1 Comment
User's avatar
Austin's avatar

Really nice! A few thoughts:

The point that atheistic movements (seeing BLM as a variant of Marxism) backfire by bringing out the opposite of their intentions has actually been studied and written about, by Augusto Noce (I can give references if you like): consider Communism, which was meant to be bring about the 'realm of freedom' (a phrase of Marx's) and instead brought about the harshest totalitarian states, and Nazism, which was supposed to bring about Germany's primacy and defeat communism and capitalism, and instead led to Germany being partitioned between the communist and capitalist powers. So BLM leading to worse outcomes for black people is very much of the pattern (and for this reason I predicted this back in 2020).

With regard to demonizing dissidents, I was reminded of Solzhenitsyn's quote: “To stand up for truth is nothing. For truth, you must sit in jail.”

On the question of whether democracy can last, the general idea of democracy overturning into dictatorship was already described beautifully by Plato, in the Republic.

The references to Macbeth you gave were very interesting.

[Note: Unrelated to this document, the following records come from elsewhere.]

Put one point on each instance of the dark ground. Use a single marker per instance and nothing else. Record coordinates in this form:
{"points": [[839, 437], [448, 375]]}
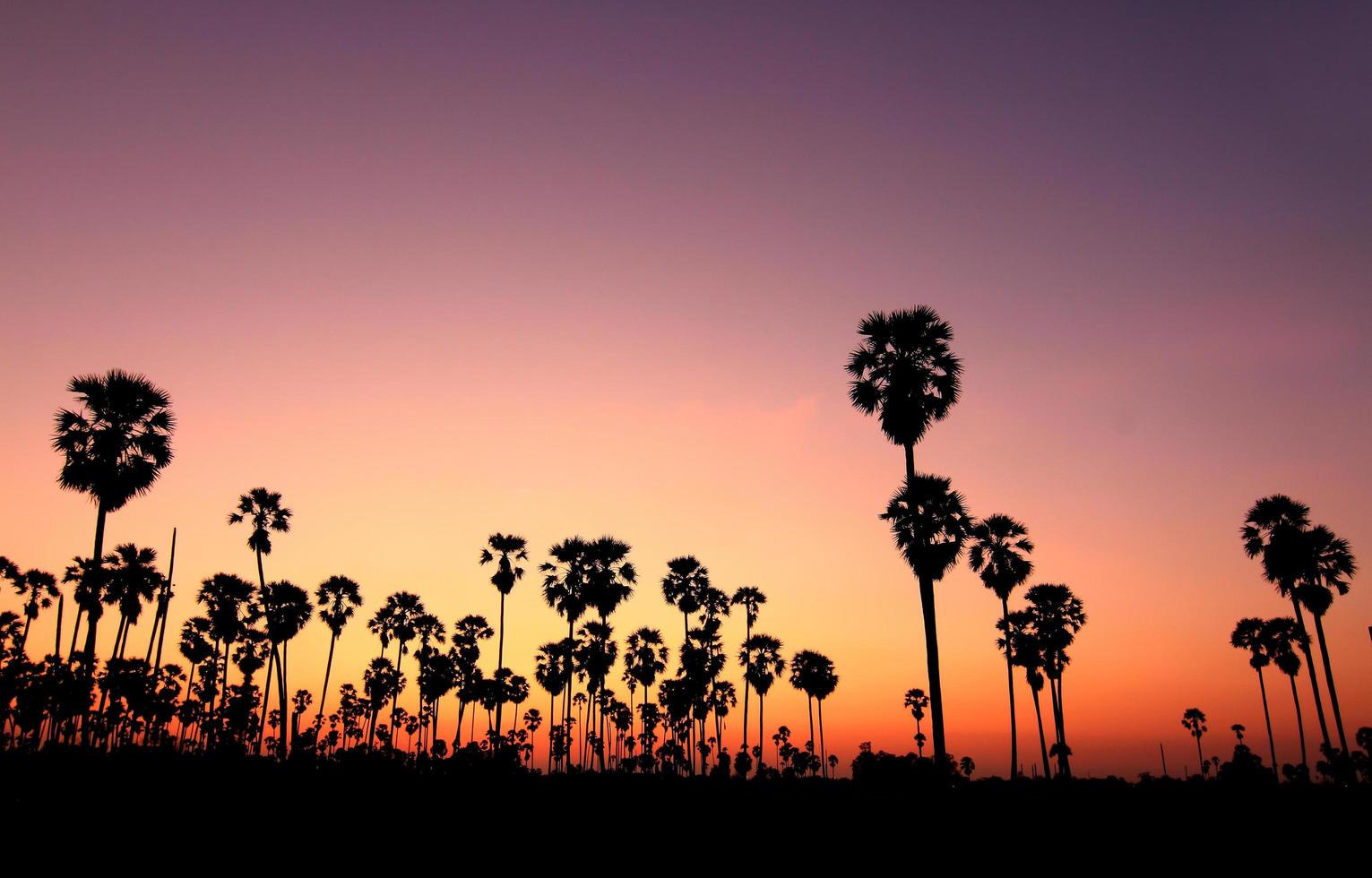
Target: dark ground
{"points": [[345, 815]]}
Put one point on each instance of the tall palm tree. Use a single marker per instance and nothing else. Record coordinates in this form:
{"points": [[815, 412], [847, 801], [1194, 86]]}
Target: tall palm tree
{"points": [[565, 589], [504, 549], [1194, 722], [1283, 640], [999, 545], [338, 598], [930, 526], [751, 599], [114, 444], [1275, 531], [1057, 616], [131, 582], [904, 372], [286, 611], [764, 663], [1250, 634], [38, 588], [1328, 567], [685, 585]]}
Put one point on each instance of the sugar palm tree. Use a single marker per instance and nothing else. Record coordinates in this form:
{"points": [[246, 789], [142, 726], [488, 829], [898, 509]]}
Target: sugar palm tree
{"points": [[1057, 615], [751, 599], [1275, 532], [286, 611], [1330, 564], [265, 512], [764, 663], [930, 527], [917, 702], [114, 444], [904, 374], [504, 550], [999, 545], [338, 598], [685, 585], [1250, 634], [1286, 640], [39, 590], [131, 582], [1194, 722]]}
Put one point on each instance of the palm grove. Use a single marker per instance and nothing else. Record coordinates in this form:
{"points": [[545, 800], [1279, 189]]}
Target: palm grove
{"points": [[232, 693]]}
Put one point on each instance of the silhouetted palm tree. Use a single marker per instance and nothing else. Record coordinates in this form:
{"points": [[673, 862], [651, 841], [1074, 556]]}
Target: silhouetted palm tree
{"points": [[1275, 531], [1283, 638], [915, 702], [1250, 634], [504, 549], [286, 611], [997, 555], [338, 598], [1194, 722], [114, 446], [764, 663], [930, 526], [131, 582], [1328, 567], [684, 586]]}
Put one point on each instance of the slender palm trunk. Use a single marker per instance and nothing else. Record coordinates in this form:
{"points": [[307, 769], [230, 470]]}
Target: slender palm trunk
{"points": [[1309, 663], [1266, 718], [1299, 720], [98, 570], [1010, 686], [1328, 679], [328, 668], [1043, 743], [500, 663], [824, 753], [927, 601]]}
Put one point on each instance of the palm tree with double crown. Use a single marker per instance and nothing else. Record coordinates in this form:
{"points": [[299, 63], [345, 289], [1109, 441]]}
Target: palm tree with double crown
{"points": [[114, 446]]}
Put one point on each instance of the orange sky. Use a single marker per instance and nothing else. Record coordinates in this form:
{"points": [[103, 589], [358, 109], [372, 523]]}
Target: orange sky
{"points": [[594, 276]]}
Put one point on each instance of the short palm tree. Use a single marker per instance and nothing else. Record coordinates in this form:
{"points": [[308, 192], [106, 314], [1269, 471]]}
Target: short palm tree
{"points": [[1194, 722], [930, 527], [1275, 532], [999, 545], [504, 550], [338, 598], [114, 444], [1330, 564], [764, 663], [1250, 634]]}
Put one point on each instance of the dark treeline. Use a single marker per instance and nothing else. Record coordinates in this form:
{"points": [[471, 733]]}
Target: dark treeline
{"points": [[230, 696]]}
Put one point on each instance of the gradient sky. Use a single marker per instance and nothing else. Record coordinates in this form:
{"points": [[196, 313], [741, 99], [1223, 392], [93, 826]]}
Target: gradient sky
{"points": [[434, 271]]}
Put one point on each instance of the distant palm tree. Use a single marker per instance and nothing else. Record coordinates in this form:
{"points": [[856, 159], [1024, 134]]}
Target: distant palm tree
{"points": [[1330, 564], [286, 611], [338, 598], [904, 372], [114, 446], [930, 527], [685, 585], [131, 582], [504, 549], [1275, 531], [1250, 634], [1057, 615], [38, 588], [915, 702], [1194, 722], [764, 663], [1283, 638], [997, 555]]}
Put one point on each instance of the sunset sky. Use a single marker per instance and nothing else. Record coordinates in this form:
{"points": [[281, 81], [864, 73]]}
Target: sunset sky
{"points": [[436, 271]]}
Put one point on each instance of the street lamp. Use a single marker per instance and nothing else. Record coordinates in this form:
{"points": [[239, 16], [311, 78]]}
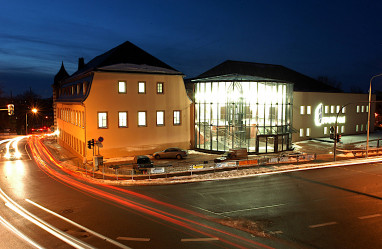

Lastly, Noce also wrote a prescient passage in 1972, 50 years ago, on the general phenomenon you are tackling: "Today one of the topics most deserving of investigation is the transition to the “reign of woman.” Noventa, who was a traditionalist, wrote: “When a society starts pursuing an effeminate ideal, through its books and its laws, ‘women’ themselves and ‘men’ gradually abandon the leading elites, the social classes that produce those books and those laws, and take refuge among the common people. The field is taken over by ‘males’ and ‘females,’ by pederasts and lesbians. Where woman is submitted to man, intelligence and strength triumph; where man to woman, imagination and violence. Reign of woman: tyranny. Reign of women: anarchy.” Also, how could we forget that André Breton, in a work that I believe was his last, hailed the advent of the “reign of the woman” as the preparation for a radical transformation (Breton seemed to regard this reign as the equivalent, for the Surrealist revolution, of Communism’s “transitory” dictatorship of the proletariat)."